Why Delta A = 0.0: Three confirmed root causes (see methodology_rationale.md §Honest Limitation):

  1. 0.5B backbone cannot enforce negative lexical constraints — "bench" appears in input context and is reproduced via attention copying across all conditions.
  2. Two of three held-out tasks use metadata check values that auto-pass regardless of output content (design artefact from the metadata _is_metadata_phrase() guard).
  3. 120-word count threshold: trained outputs at 210 words clear the threshold but so does the baseline (256 words), making the programmatic checks tied.

Limitations

  1. Negative lexical constraint failure: The 0.5B backbone cannot reliably suppress words that appear in the input context. All three conditions (baseline, prompted, trained) produce the word "bench" despite it being in the banned-phrase list. This is a backbone capacity limitation. Expected to clear on Qwen2.5-1.5B with the same adapter.
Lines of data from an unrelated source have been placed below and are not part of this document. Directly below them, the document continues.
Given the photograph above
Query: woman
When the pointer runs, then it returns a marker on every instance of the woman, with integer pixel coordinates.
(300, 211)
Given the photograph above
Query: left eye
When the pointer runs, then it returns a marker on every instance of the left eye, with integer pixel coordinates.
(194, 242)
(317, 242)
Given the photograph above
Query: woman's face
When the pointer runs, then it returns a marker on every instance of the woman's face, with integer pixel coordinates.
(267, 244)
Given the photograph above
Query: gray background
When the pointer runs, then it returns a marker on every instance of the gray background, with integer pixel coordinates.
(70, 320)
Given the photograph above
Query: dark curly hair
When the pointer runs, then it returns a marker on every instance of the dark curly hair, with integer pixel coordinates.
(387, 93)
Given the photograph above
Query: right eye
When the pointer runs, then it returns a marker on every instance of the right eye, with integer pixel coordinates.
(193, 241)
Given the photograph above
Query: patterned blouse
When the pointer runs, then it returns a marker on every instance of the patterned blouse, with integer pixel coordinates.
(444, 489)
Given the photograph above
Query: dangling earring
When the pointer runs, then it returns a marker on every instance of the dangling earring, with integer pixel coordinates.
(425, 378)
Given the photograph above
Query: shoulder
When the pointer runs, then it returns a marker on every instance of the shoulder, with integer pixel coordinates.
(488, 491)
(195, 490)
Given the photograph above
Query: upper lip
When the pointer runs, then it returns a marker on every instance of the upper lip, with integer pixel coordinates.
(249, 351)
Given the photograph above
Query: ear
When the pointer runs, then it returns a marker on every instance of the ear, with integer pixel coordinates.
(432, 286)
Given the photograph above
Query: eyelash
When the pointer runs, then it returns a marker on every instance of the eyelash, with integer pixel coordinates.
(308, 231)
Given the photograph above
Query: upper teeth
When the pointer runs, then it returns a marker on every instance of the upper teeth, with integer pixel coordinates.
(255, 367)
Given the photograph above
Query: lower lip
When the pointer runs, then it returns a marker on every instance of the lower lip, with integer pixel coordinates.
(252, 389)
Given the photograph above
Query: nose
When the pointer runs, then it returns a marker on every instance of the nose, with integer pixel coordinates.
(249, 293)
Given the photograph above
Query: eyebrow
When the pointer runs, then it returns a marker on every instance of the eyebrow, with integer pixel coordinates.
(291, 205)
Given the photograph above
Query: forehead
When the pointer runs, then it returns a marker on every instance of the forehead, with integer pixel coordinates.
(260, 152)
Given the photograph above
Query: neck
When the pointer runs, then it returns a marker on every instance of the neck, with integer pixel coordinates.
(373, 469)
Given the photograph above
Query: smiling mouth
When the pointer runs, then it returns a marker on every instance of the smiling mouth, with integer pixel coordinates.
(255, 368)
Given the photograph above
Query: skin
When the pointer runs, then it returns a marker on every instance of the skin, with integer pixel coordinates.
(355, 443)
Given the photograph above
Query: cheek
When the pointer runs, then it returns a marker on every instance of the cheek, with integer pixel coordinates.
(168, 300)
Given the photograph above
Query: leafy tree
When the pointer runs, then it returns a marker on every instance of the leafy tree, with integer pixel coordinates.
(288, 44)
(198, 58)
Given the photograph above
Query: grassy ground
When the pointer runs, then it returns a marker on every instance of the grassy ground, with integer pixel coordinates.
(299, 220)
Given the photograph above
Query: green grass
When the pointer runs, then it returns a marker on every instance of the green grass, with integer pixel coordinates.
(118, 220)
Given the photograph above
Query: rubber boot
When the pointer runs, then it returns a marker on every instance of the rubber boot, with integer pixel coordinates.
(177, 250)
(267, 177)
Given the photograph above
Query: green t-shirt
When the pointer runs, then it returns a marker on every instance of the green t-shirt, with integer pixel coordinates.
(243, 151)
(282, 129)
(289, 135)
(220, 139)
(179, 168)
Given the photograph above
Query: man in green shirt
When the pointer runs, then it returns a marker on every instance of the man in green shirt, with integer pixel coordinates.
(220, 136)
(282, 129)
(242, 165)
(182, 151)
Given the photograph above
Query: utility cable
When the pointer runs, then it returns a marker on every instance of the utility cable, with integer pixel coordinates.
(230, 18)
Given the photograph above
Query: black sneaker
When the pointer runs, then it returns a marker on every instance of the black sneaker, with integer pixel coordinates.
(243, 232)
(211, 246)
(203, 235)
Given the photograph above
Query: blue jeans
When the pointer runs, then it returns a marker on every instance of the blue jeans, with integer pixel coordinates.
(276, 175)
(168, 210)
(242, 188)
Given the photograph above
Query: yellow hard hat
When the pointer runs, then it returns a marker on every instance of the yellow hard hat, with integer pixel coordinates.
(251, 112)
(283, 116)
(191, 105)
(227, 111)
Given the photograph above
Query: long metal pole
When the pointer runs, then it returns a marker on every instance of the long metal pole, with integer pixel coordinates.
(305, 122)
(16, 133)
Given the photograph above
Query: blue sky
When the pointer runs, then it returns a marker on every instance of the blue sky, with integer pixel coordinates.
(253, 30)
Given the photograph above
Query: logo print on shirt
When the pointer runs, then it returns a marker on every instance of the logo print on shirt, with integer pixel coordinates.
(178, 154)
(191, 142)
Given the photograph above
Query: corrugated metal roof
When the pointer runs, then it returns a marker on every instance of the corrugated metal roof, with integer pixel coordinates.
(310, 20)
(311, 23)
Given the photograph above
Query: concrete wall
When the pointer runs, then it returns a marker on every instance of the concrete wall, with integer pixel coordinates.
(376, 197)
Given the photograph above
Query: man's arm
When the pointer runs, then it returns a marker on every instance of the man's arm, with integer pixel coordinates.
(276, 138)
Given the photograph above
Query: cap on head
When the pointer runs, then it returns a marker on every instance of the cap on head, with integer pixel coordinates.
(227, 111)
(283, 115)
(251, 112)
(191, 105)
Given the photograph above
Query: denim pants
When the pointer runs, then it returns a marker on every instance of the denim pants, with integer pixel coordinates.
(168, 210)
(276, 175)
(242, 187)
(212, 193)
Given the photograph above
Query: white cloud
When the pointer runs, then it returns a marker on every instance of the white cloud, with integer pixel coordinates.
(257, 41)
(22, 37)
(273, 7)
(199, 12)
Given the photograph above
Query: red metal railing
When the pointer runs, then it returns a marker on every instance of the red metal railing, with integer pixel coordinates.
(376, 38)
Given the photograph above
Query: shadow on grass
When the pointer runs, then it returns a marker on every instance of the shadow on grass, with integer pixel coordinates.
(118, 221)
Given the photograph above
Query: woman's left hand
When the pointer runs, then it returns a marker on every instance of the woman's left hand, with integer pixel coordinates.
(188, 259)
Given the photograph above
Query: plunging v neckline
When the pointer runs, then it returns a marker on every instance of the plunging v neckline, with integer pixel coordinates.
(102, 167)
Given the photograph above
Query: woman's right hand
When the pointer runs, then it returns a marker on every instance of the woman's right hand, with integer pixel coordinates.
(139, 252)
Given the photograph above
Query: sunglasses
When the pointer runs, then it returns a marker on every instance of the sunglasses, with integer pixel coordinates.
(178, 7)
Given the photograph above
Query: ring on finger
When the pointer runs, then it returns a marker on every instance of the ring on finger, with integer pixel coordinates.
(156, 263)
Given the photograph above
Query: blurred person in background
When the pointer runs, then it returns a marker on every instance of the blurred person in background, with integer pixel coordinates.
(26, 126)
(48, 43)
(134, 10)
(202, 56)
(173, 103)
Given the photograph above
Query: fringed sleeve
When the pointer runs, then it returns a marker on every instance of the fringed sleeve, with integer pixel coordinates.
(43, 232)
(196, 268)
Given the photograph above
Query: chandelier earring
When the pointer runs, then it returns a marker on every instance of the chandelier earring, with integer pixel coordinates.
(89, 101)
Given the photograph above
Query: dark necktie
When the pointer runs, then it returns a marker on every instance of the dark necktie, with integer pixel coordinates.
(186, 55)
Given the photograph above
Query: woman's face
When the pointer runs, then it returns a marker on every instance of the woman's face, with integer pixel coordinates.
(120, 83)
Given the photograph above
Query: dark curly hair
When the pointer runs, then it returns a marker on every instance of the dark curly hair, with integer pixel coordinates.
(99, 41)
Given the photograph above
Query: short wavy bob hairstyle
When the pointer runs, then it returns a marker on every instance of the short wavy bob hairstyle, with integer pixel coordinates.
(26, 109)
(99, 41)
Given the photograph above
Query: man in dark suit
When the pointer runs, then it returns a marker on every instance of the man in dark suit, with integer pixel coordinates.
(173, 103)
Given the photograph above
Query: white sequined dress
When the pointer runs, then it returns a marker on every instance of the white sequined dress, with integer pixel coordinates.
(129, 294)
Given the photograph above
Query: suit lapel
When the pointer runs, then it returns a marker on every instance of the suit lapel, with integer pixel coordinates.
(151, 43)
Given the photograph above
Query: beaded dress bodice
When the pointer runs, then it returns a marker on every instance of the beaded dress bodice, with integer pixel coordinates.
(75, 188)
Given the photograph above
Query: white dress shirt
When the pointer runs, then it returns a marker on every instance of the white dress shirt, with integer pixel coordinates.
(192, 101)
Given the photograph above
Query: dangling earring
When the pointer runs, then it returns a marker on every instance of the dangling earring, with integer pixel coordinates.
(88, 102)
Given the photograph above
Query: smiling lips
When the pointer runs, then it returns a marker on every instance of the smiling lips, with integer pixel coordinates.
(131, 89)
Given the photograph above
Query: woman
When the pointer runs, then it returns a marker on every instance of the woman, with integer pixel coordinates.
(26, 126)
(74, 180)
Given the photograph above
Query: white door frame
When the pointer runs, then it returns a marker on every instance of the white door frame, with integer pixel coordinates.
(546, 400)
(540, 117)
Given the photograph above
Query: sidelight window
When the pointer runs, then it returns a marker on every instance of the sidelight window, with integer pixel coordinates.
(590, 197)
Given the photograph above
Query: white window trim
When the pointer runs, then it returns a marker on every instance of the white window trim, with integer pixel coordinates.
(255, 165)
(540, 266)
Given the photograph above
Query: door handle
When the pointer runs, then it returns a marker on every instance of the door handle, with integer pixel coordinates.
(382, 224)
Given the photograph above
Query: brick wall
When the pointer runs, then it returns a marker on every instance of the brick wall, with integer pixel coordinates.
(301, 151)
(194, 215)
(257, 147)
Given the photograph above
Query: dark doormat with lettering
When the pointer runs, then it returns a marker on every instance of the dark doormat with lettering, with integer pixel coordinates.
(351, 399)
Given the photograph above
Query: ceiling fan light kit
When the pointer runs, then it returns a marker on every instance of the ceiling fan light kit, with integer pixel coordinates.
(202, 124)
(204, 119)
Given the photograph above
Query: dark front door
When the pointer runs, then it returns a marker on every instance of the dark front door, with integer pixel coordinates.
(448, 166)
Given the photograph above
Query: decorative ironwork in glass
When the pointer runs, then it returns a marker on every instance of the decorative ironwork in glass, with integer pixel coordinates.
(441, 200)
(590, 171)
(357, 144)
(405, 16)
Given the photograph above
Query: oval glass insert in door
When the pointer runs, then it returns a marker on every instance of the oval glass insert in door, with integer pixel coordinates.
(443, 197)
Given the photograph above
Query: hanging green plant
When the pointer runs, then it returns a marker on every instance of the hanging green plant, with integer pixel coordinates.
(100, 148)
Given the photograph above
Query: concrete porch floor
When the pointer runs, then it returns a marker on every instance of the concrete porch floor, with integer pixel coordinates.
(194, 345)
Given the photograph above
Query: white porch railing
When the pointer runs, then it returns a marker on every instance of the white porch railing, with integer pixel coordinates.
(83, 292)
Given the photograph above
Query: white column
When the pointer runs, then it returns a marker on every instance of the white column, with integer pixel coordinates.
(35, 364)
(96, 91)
  2. Held-out set size (n=3): Statistical power is insufficient to detect small effects. Delta A = 0.0 at n=3 is consistent with both "no effect" and "effect too small to detect." A 20-task held-out set (v0.2 target) would provide 80% power at δ=0.05.

  3. Single domain: The adapter is trained exclusively on B2B outreach scenarios from the Tenacious hiring signal domain. No generalisation claim is made.

  4. LLM judge variance: The tone_judge dimension has κ=0.66 (substantial but not perfect agreement). Judge stochasticity contributes non-zero variance to all LLM-scored dimensions.

  5. Not production-ready: This adapter is a reproducible research baseline. It should not be deployed in customer-facing systems without independent evaluation on a larger held-out set and human review of outputs.


Environmental Impact

Resource Value
Training hardware Google Colab T4 16GB (free tier)
Training time ~2 minutes
CO₂ equivalent Negligible (free-tier shared infrastructure)
Inference hardware CPU or T4 (Colab)
Total project API cost ~$2.12 (see cost_log.csv)

Citation

@misc{bekele2026tenaciousbench,
  title={Tenacious-Bench v0.1: A Style-Compliance Evaluation Benchmark for B2B Sales Agents},
  author={Bekele, Gashaw},
  year={2026},
  note={TRP1 Week 11 Project, 10 Academy}
}

License

Dataset: CC-BY-4.0. Adapter weights: Apache-2.0. Base model license: Apache-2.0 (Qwen2.5).